Ancak yeni sistemde seçim öncesinde siyasi partiler arasındaki bu iş birlikleri koalisyon anlamına gelmemektedir.
Siyasetin pratiğinde partiler arasındaki ortaklıklar farklı formatlar kazanabilir.
Bu bağlamda parlamenter sistemdeki koalisyon ile seçim öncesi ittifak birbirinden farklı iş birlikleridir.
Parlamenter sistemde koalisyonlar seçimler bittikten sonra parlamentoda parti liderleri veya siyasal elitler arasında kurulmaktadır.
Parlamenter sistemde halk oyunu kullandıktan sonra partiler arasındaki olası koalisyon görüşmeleri ve pazarlıklarını sadece izlemektedir.
Oysa yeni sistemde seçim öncesindeki son ana kadar halk oy gücünü elinde tutmakta, taraftarı olduğu veya sempati duyduğu partinin ittifak girişimlerini değerlendirebilmektedir.
Parti yetkililerinin kurduğu ittifakın toplumsal karşılığı yoksa halk seçimde partisini cezalandırabilme imkânını korumaktadır.
Ayrıca parlamenter sistemdeki koalisyonda halk yürütme gücünü hangi partilerin kullanacağını seçimden önce bilemezken yeni sistemde örneğin "Cumhur İttifakı" seçimi kazanırsa Erdoğan'ın yürütme gücünü kullanacağı bilinmektedir.
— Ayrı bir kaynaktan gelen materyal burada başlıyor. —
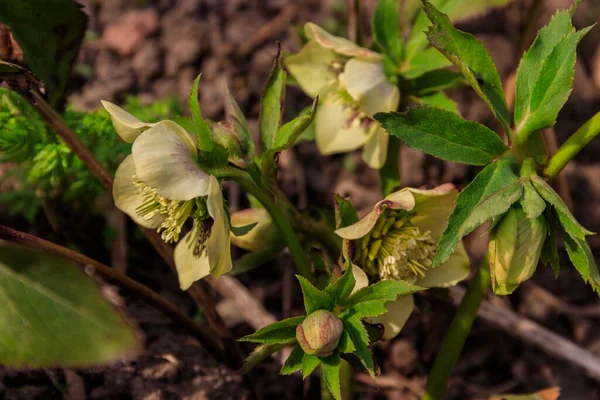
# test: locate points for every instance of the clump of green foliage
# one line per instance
(47, 168)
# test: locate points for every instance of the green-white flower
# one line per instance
(352, 85)
(397, 241)
(160, 186)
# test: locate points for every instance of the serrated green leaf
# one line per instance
(205, 142)
(314, 299)
(242, 230)
(280, 332)
(566, 219)
(382, 291)
(293, 362)
(340, 290)
(309, 363)
(330, 368)
(271, 105)
(52, 314)
(551, 88)
(492, 178)
(360, 339)
(435, 81)
(473, 60)
(345, 214)
(583, 259)
(259, 354)
(50, 33)
(444, 134)
(532, 202)
(389, 174)
(386, 28)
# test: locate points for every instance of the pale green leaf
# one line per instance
(52, 314)
(444, 134)
(280, 332)
(492, 178)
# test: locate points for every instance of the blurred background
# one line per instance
(146, 53)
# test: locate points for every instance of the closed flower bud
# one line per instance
(515, 247)
(320, 333)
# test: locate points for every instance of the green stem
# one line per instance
(457, 334)
(573, 146)
(278, 213)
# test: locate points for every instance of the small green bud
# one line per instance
(515, 247)
(320, 333)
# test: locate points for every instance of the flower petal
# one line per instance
(454, 270)
(165, 158)
(338, 44)
(191, 267)
(395, 318)
(375, 151)
(219, 242)
(402, 199)
(337, 128)
(127, 126)
(311, 67)
(126, 198)
(433, 207)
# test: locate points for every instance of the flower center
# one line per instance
(395, 248)
(175, 212)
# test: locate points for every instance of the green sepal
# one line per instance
(293, 362)
(491, 179)
(280, 332)
(314, 299)
(473, 60)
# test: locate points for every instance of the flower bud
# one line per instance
(320, 333)
(264, 235)
(515, 248)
Bunun yanı sıra seçim sonrası dönemde MHP'nin AK Parti'ye olan desteğini çektiği bir senaryoda dahi parlamenter sistemin tersine yürütme gücü üzerinden bir siyasi kriz ortaya çıkmayacaktır. Dolayısıyla yeni sistemde koalisyon değil seçim öncesi ittifak vardır.
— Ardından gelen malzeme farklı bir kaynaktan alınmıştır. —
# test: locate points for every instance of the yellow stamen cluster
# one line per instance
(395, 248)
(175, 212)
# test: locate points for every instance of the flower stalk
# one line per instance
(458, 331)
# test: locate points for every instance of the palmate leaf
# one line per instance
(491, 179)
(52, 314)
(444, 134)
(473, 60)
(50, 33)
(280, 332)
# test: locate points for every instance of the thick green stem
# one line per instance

3) Yeni sistemde TBMM'nin temsil kabiliyeti güçlenecektir. Yukarıda belirtildiği gibi ittifakın yüzde 10'u geçmesi durumunda ittifak içindeki partilerin oy oranlarından bağımsız olarak barajı geçmiş sayılması, parlamentoda temsil edilen siyasal görüşlerin çeşitlenmesine ve temsilde adaletin daha güçlü tesis edilmesine katkı sağlayacaktır. Ancak bu durum aynı zamanda çok parçalı bir parlamento yapısının ortaya çıkması ve Cumhurbaşkanlığı seçimini kazanan partinin parlamentoda çoğunluğu elde edemediği durumda kanun yapma süreçlerinde krizlerin belirmesi gibi bir riski de içinde barındırmaktadır.
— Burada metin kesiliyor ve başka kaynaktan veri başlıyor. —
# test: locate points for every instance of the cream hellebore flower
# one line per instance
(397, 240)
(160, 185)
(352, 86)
4) Yeni sistem küçük partileri işlevselleştirmektedir.
Daha önceden desteklediği partinin barajı geçemeyeceği ve oylarının heba olacağından endişelenen seçmenler ittifak imkânı ile birlikte kendi destekledikleri küçük partilere yönelebilirler.
Bu hem Cumhurbaşkanlığı hem de milletvekilliği seçimlerinde küçük partileri kilit parti pozisyonuna getirebilir.
Anlaşılıyor ki ittifaklara ilişkin bu yasa teklifi orta vadede Türkiye'de seçmenlerin oy verme davranışları, parti sistemi ve nihayetinde siyasal kültürde bir değişim süreci başlatma potansiyeline sahiptir. 2019 seçimleri üzerindeki etkisi ise "Cumhur İttifakı"nın karşısında konumlanacak blokun hangi partilerden oluştuğuna ve bu bloktaki partilerin kurdukları ittifakı tabanlarına açıklayabilme kapasitelerine bağlıdır.